THE BUMLICK
This portly, rim-dwelling sycophant, oozes around the shop floor, frantically buttering-up anyone with a smidgen of authority.
Sickeningly subservient, they complement managers on anything, from their tactically astute organisation of the week’s rotor to their fetching, new jazzy tie.
They grovel and plead to be permitted the opportunity to do the shitty shift everyone is dodging. When awarded extra responsibility they are noticeably aroused, release great, nasal yelps of glee. They’ll swing the store keys around their finger like a greasy old leach flaunting a Ferrari fob.
“Guess who’s opening up tomorrow?”
They talk about members of the business’ upper-hierarchy as if they are celebrities, idols, the stuff of supermarket legend, because to them, they are.
“You’ll never guess who we had in-store the other day?

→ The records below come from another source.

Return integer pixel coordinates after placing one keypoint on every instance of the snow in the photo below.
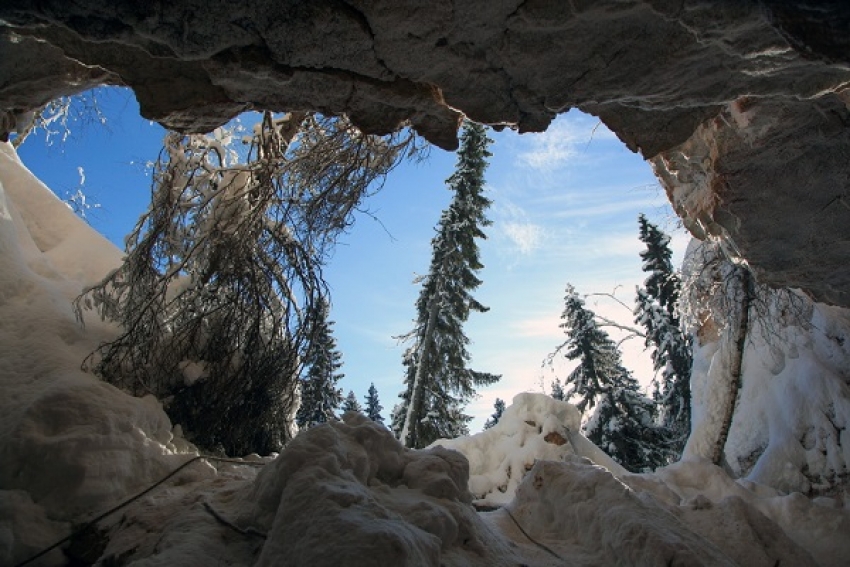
(348, 493)
(793, 411)
(534, 427)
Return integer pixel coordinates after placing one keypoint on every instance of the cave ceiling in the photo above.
(740, 106)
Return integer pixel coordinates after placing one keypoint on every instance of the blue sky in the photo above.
(565, 207)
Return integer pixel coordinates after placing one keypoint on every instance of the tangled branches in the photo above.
(218, 294)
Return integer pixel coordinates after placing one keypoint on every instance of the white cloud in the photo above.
(525, 236)
(550, 150)
(513, 223)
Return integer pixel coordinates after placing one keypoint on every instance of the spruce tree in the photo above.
(438, 382)
(320, 397)
(599, 360)
(657, 311)
(373, 406)
(350, 403)
(499, 406)
(557, 390)
(622, 423)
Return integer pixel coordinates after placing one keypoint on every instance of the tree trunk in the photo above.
(409, 436)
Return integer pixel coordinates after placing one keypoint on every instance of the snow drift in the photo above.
(344, 493)
(792, 413)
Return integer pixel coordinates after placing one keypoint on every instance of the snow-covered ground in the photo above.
(347, 493)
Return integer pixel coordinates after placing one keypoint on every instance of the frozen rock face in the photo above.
(747, 101)
(792, 410)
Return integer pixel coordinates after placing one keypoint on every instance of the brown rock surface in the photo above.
(754, 88)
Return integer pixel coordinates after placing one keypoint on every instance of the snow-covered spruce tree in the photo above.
(373, 405)
(320, 397)
(657, 310)
(350, 403)
(217, 293)
(438, 382)
(499, 408)
(623, 421)
(557, 390)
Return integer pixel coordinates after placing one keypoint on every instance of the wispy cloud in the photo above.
(514, 224)
(552, 149)
(525, 236)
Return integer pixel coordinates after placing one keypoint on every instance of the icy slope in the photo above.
(791, 425)
(70, 445)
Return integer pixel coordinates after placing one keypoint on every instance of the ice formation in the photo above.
(348, 493)
(790, 425)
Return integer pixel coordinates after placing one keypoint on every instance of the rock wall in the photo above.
(760, 88)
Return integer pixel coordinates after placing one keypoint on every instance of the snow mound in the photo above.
(586, 514)
(352, 486)
(791, 424)
(70, 445)
(534, 427)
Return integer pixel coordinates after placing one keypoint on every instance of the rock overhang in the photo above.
(742, 107)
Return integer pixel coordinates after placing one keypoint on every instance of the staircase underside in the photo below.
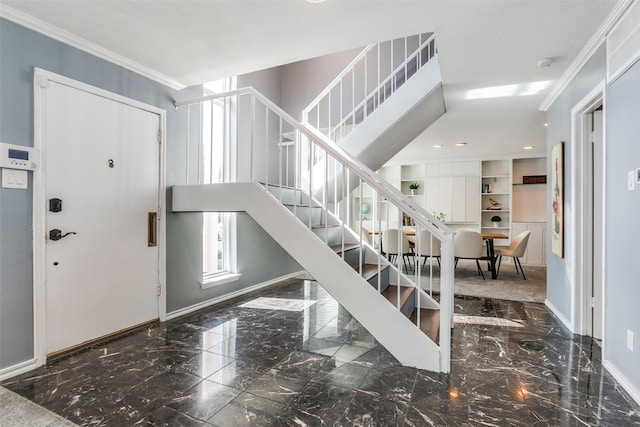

STEVE SMITH!”
“……………”
“You don’t know who Steve Smith is? ha!ha! He’s the regional manager. He’s responsible for the entire region!”
Usually they are taken under the wing of a particular manager as they are groomed for a middle-management role. They shadow them like a Hollywood PA, carrying out their dirty work with unconcealed pleasure. While you swallow a bollocking, they peer from behind their hero, nodding, smug and stern.
Even the owner of the botty playing host to the Bumlick’s turd-caked snout, visibly despises the extent of their snivelling conduct, but they endure it as their undying obedience comes in handy.